So I was testing the speeds of two versions of the same function; one with reversing the view of a numpy array twice and one without. The code is as follows:
import numpy as np
from numba import njit
@njit
def min_getter(arr):
if len(arr) > 1:
result = np.empty(len(arr), dtype = arr.dtype)
local_min = arr[0]
result[0] = local_min
for i in range(1,len(arr)):
if arr[i] < local_min:
local_min = arr[i]
result[i] = local_min
return result
else:
return arr
@njit
def min_getter_rev1(arr1):
if len(arr1) > 1:
arr = arr1[::-1][::-1]
result = np.empty(len(arr), dtype = arr.dtype)
local_min = arr[0]
result[0] = local_min
for i in range(1,len(arr)):
if arr[i] < local_min:
local_min = arr[i]
result[i] = local_min
return result
else:
return arr1
size = 500000
x = np.arange(size)
y = np.hstack((x[::-1], x))
y_min = min_getter(y)
yrev_min = min_getter_rev1(y)
Surprisingly, the one with an extra operation runs slightly faster on multiple occasions. I used %timeit
around 10 times on both functions; tried different size of the array, and the difference is apparent(at least in my computer). The runtime of min_getter
is around:
2.35 ms ± 58.3 µs per loop (mean ± std. dev. of 7 runs, 100 loops each)

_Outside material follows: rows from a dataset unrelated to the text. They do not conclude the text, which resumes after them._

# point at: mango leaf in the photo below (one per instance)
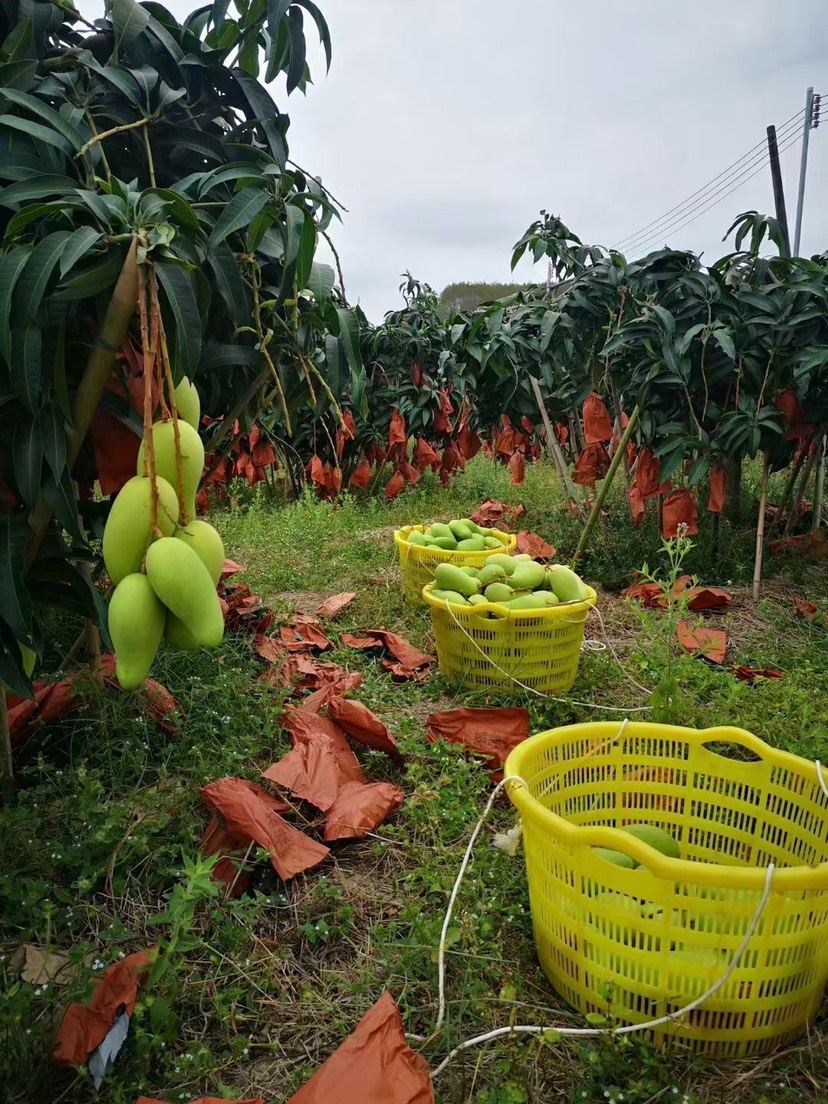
(321, 27)
(296, 69)
(320, 280)
(36, 274)
(28, 454)
(27, 349)
(14, 600)
(129, 21)
(239, 213)
(12, 263)
(61, 497)
(179, 290)
(53, 437)
(229, 280)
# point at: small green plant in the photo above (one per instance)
(664, 628)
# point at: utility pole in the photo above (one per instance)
(810, 123)
(803, 168)
(778, 191)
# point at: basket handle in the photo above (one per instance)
(730, 739)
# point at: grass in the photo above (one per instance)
(101, 844)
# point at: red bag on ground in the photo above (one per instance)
(373, 1065)
(597, 423)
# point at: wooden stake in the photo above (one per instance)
(554, 447)
(761, 533)
(7, 771)
(595, 513)
(819, 488)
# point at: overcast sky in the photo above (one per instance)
(445, 126)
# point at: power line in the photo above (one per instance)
(725, 179)
(793, 140)
(785, 126)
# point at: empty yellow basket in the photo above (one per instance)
(644, 943)
(417, 563)
(511, 648)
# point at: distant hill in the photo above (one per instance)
(466, 296)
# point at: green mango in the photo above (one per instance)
(617, 858)
(507, 562)
(136, 626)
(499, 593)
(188, 403)
(528, 576)
(657, 838)
(205, 543)
(448, 577)
(450, 596)
(548, 596)
(565, 583)
(437, 529)
(527, 602)
(183, 584)
(490, 573)
(459, 530)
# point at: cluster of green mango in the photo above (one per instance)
(512, 581)
(657, 838)
(463, 535)
(165, 585)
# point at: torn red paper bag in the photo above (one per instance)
(231, 568)
(85, 1027)
(409, 661)
(680, 509)
(361, 724)
(718, 489)
(636, 503)
(203, 1100)
(361, 475)
(806, 609)
(336, 604)
(304, 634)
(425, 456)
(491, 512)
(250, 809)
(373, 1065)
(710, 643)
(492, 732)
(530, 543)
(359, 808)
(317, 768)
(597, 423)
(751, 673)
(232, 846)
(518, 468)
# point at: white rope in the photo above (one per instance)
(540, 693)
(594, 609)
(820, 776)
(581, 1032)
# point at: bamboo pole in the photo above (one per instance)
(7, 770)
(595, 513)
(819, 489)
(761, 533)
(554, 447)
(98, 369)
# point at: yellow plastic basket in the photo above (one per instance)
(645, 943)
(512, 648)
(417, 563)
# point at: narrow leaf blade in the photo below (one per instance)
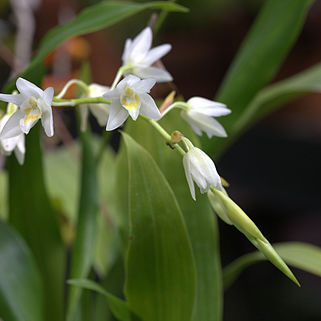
(118, 307)
(21, 292)
(273, 34)
(160, 272)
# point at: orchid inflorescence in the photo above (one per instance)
(111, 106)
(127, 97)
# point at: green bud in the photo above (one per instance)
(268, 251)
(237, 216)
(218, 207)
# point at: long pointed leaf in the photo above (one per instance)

(sometimes it is 2.33 and sometimes it is 2.37 but never goes below 2.30)
and the runtime of min_getter_rev1
is around:
2.22 ms ± 23.2 µs per loop (mean ± std. dev. of 7 runs, 100 loops each)
(sometimes it is 2.25 and sometimes it is 2.23, but rarely goes above 2.30)
Any ideas on why and how this happened? The speed difference is like 4-6% increase, which can be a big deal in some applications. The underlying mechanism fo the speed-up may help speeding up some jitted codes potentially
Note1: I've tried size=5000000 and tested 5-10 times on each function, and the difference is even more apparent. The faster one runs at 23.2 ms ± 51.7 µs per loop (mean ± std. dev. of 7 runs, 10 loops each)
and the slower one is at 24.4 ms ± 234 µs per loop (mean ± std. dev. of 7 runs, 10 loops each)
Note2: The versions of numpy
and numba
during the tests are 1.16.5
and 0.45.1
; python version is 3.7.4
; IPython
version is 7.8.0
; Python IDE used is spyder
. The test results may differ in different versions.